Versus Penulis: Robin Wijaya (@robinBIEwijaya) Penerbit: Gagasmedia ISBN: 978-979-780-670-5 Cetakan I: 2013 Tebal: 400 halaman Blurp: AMRI "Perselisihan ini tidak akan pernah selesai. Dan aku tahu, kami akan selalu hidup dalam bayang-bayang pertikaian. Lalu, ini adalah cerita turun-temurun yang diwariskan dari generasi-generasi sebelum kami." CHANDRA "Menjadi dewasa itu mengajarkan gue kalau hidup itu nggak pernah jadi lebih mudah. Lo harus siap menghadapi segala hal yang sama sekali nggak menyenangkan." BIMA "Saya berkutat dalam masalah mereka yang membenci perbedaan. Saya tidak sedang berusaha mencari kesamaan atau membuat persamaan agar kita bisa saling menerima. Saya berusaha hidup di antara itu semua. Hidup di antara perbedaan." Versus adalah kisah persahabatan tiga orang lelaki. Tiga orang muda yang punya sudut pandang dan prinsip masing-masing. Dengarkanlah baik-baik karena mereka akan mulai bercerita. Tentang perbedaan, kebersamaan, dan pemikiran yang satu. |
A story about brotherhood. Tiga lelaki yang bersahabat belasan tahun lamanya. Buku ini menceritakan tentang masa lalu yang dialami masing-masing tokoh: Amri, Chandra dan Bima. Idenya nggak seperti buku kebanyakan yang penuh dengan cecintaan.

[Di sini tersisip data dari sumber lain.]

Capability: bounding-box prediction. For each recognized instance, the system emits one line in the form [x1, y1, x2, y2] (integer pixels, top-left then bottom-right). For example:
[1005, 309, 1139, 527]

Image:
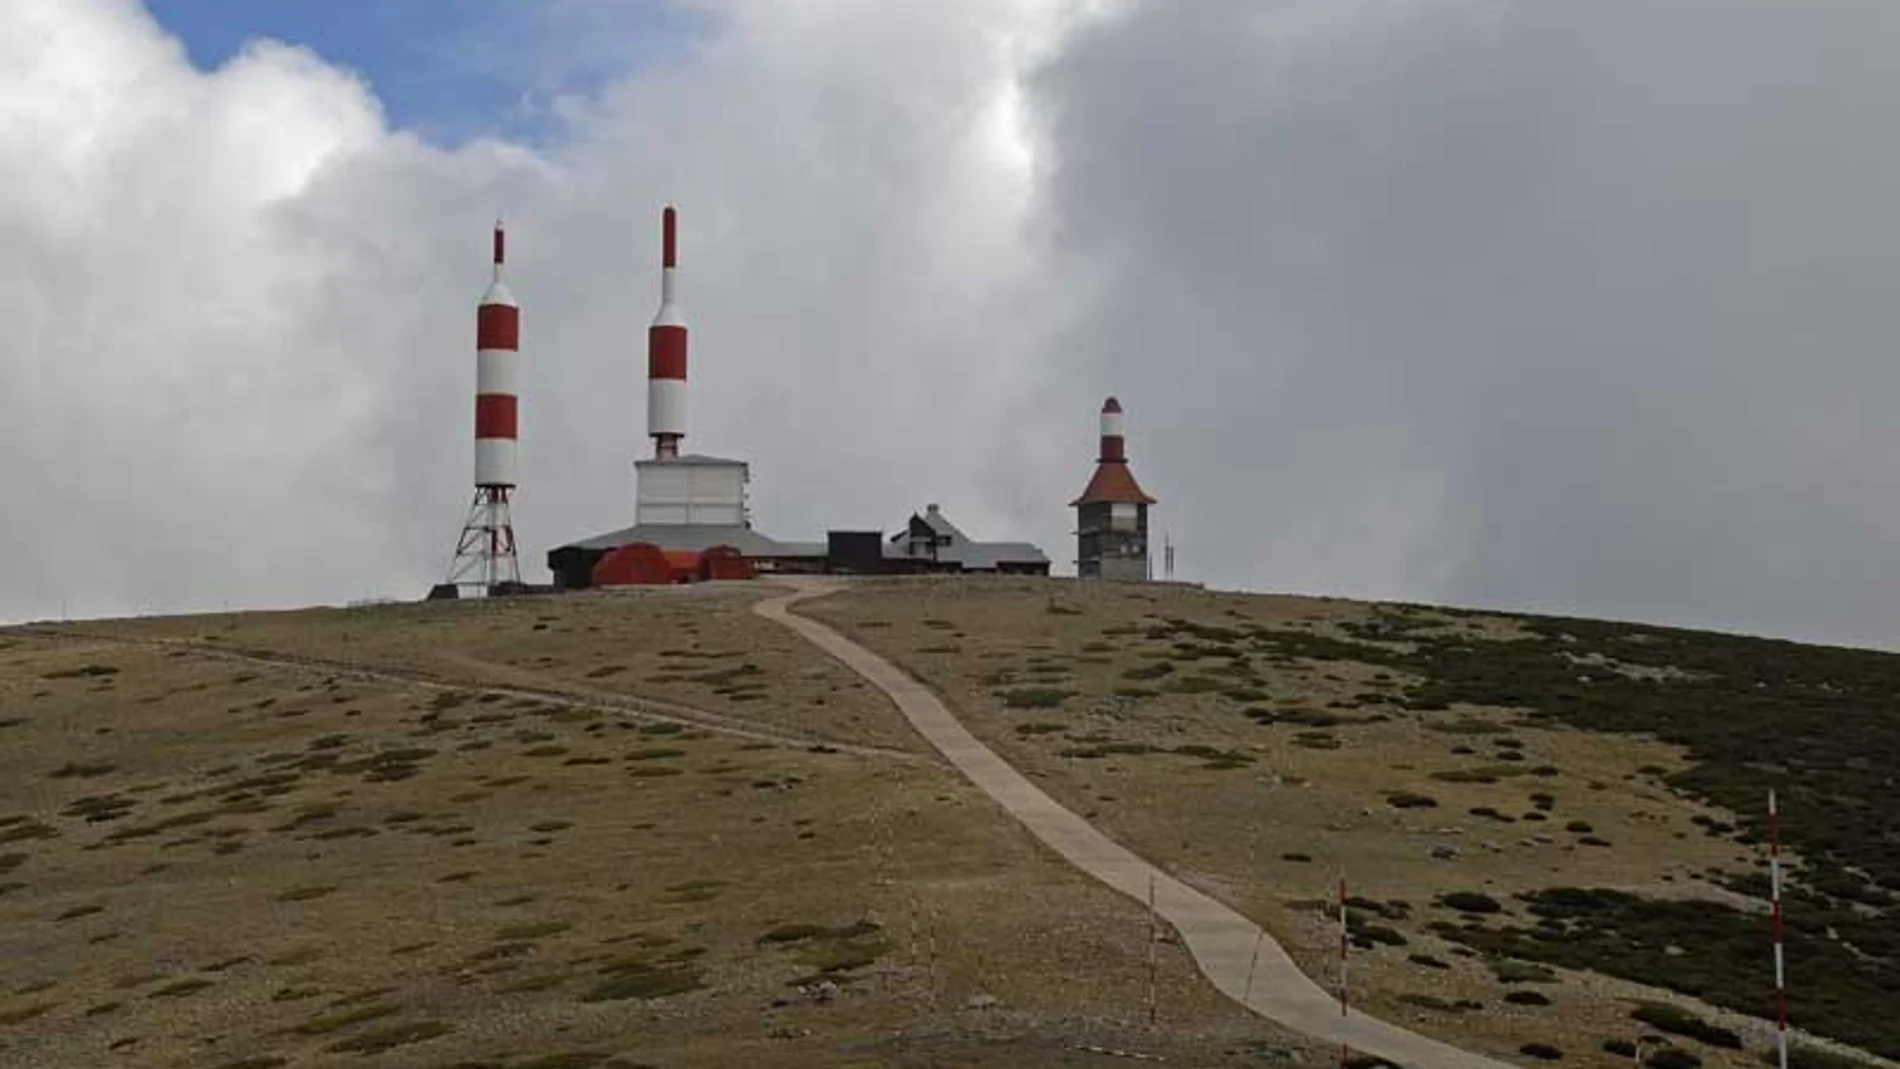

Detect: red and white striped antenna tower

Brotherhood yang disajikan pun bukan yang menye-menye. Kisah buram Jakarta tahun 90-an dibawakan dengan baik oleh penulisnya, dan kisah bagaimana tiga orang lelaki ini menjadi korban keganasan teori paradoks, dan kejamnya era Orde Baru.
Teori paradoks dikisahkan dengan perselisihan warga Kampung Bayah dan Kampung Anyar yang akan terus menjadi hal yang diwariskan setiap detiknya. Tidak akan pernah berakhir.
Amri menyukai kembang desa Kampung Anyar, Nuri. Yang dirasakan tidak mungkin oleh kedua sahabatnya.
Chandra, mengalami masa-masa sulit dengan keluarganya. Penipuan, hingga ke pembasmian apa yang menjadi pegangan hidup mereka.
Bima, preman kampung yang berjiwa bebas. Sifat kepahlawanannya patut diacungi jempol. Sayang, orang baik memang selalu pergi duluan.
Buku ini adalah genre baru dalam daftar bacaanku. Entah kenapa setelah baca ini, aku merasa harus move on dari genre cecintaan dan eksplor jenis bacaan lebih banyak lagi untuk membuka mata bahwa dunia ini nggak hanya sebatas cinta.
Ada sedikit bagian yang salah ketik huruf besar dan kecilnya di novel ini. Hanya satu, sih. Sedikit mengganggu. Tapi bacanya jalan terus, kok.
Penuturannya seperti baca buku harian. Sempat skip beberapa kalimat karena cukup membosankan. Tapi kejadian di prolog itu cukup membuat aku bertahan untuk terus membalik lembar demi lembar buku ini, hanya untuk mengetahui alasan di balik kejadian prolog itu. Dan, yah, semuanya terjawab sudah.
Jadilah, menutup buku ini dengan helaan napas lega.